Tous et toutes des coureurs de fond, en ce sens, que chacun et chacune d’entre nous porte en lui ou en elle cette volonté humaine, nous pourrions même parler de nature humaine, de se surpasser, de ne pas abdiquer et de défendre ce en quoi on croit. Tiens, cela nous amène à deux autres courses de fond. L’une que nous pratiquons. Celle de la lecture. Qui devient depuis cette semaine grande cause nationale. C’est à la fois positif et tout de même un peu effrayant. Sommes-nous à ce point devenus analphabètes qu’il faille que l’État fasse de la lecture une grande cause nationale ? Dans la lecture d’un roman, dans l’appropriation d’un univers auquel se livre le lecteur, il y a une forme de course de fond. De celles qui nous apprennent sur nous-mêmes. De celles qui nous rappellent à quel point le fait de prendre un livre dans les mains pour y rester plusieurs minutes est une forme d’acte révolutionnaire dans ce monde toujours plus rapide et stressant.

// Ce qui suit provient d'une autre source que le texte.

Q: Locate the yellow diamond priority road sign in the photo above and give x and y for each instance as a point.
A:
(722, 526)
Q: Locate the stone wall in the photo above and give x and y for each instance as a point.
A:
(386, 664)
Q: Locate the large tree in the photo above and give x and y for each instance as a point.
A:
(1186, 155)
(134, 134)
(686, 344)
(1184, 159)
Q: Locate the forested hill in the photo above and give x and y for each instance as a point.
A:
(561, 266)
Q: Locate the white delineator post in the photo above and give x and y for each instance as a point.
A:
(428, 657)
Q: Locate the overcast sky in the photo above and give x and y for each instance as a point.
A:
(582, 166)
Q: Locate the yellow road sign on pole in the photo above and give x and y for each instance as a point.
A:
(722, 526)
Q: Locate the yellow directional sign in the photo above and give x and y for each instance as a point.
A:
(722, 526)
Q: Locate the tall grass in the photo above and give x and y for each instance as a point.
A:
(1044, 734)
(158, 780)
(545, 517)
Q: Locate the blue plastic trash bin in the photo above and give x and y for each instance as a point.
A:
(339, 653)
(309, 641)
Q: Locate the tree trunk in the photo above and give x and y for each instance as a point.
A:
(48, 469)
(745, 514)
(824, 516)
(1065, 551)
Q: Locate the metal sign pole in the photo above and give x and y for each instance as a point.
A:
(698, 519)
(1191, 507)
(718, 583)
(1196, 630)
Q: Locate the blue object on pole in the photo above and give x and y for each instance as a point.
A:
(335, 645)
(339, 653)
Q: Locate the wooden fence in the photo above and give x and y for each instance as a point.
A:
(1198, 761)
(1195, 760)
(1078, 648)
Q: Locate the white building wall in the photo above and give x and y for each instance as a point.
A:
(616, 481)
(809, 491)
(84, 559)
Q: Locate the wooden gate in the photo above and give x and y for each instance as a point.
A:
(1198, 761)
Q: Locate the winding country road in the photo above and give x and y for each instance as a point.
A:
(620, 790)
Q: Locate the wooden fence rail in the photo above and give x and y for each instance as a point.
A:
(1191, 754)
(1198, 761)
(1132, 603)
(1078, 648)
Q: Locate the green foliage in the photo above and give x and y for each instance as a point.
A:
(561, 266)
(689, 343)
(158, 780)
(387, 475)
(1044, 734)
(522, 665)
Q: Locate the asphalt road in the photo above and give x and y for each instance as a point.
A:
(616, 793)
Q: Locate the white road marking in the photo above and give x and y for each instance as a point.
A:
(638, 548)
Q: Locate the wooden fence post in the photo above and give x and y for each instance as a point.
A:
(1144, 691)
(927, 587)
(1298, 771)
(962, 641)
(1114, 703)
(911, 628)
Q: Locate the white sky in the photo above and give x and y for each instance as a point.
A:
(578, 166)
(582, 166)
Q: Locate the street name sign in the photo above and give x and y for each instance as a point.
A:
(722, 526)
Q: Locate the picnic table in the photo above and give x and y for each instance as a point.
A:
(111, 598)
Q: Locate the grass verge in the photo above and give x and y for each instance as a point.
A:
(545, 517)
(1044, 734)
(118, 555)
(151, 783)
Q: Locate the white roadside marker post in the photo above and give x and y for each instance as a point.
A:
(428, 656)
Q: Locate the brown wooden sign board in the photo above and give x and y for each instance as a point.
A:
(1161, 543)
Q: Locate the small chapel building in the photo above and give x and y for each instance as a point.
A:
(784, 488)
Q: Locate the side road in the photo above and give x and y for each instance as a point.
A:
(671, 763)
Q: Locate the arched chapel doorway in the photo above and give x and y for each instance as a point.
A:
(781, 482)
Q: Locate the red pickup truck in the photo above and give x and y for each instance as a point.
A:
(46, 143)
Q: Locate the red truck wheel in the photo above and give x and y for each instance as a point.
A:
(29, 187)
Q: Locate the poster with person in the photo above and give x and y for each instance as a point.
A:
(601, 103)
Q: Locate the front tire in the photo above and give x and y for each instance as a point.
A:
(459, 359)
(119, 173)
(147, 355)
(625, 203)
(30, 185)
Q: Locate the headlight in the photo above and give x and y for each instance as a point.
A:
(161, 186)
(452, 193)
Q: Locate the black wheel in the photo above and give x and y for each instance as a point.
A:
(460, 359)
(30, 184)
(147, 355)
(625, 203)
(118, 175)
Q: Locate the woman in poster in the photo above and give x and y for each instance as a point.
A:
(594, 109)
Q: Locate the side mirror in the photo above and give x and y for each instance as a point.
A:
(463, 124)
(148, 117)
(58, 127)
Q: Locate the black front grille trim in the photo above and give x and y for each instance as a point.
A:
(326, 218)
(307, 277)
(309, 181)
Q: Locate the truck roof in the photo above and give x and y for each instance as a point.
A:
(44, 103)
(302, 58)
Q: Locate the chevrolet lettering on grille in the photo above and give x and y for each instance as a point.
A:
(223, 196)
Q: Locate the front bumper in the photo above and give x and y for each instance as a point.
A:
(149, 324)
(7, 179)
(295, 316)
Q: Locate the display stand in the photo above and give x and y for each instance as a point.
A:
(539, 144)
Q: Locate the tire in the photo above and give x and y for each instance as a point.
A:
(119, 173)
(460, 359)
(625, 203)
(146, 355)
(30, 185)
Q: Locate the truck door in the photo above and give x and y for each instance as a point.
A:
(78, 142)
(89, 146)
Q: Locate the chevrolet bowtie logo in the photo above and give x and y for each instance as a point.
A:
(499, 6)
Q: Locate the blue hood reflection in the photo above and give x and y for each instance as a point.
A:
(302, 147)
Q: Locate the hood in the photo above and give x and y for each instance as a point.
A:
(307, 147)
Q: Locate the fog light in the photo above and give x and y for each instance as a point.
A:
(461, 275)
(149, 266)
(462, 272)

L’autre course de fond que nous évoque cette époque et cette semaine, c’est cette course de fond magistrale, essentielle, sublime et tellement courageuse que mène la jeune Mila. Harcelée, menacée de mort à 16 ans pour avoir décidé de se moquer d’une religion, Mila a été cette semaine dans le dur de son combat contre les nouveaux fascistes d’aujourd’hui. Ceux du clavier tout puissant. Tel Zatopek, Mila a traversé les épreuves. Elle a résisté d’abord. Puis, face à l’adversité elle a été tenté de faire le dos rond. De se dire que cela était trop dur. Et puis non. Elle n’allait pas abandonner. Elle a continué. Elle est proche de la ligne d’arrivée. De ce moment où le public est là pour l’aider à parcourir les derniers kilomètres. Ceux qui lui permettront définitivement d’apparaître comme l’une des marathoniennes de notre combat collectif pour la liberté d’expression. Dans cette façon qu’elle a de ne pas s’excuser, de ne pas chercher une indulgence factice, d’être droite dans son objectif et dans son combat, Mila nous montre comment courir. Elle nous indique le tempo, nous souligne les pièges et nous invite à courir cette course de fond avec elle.

 Quand on vous disait que la course et l’écriture pouvaient constituer un bon attelage… Clairement, il y a assurément dans la course, l’écriture, le militantisme, la défense de nos libertés de quoi se forger de solides remèdes à la mélancolie comme dirait Eva Bester (qui de source sûre préfère les arts martiaux). A vos stylos, à vos carnets et à vos Mizuno. Nous en sortirons tous meilleurs. Capables de mieux courir avec et aux côtés de celles et ceux qui sont partis un peu seuls.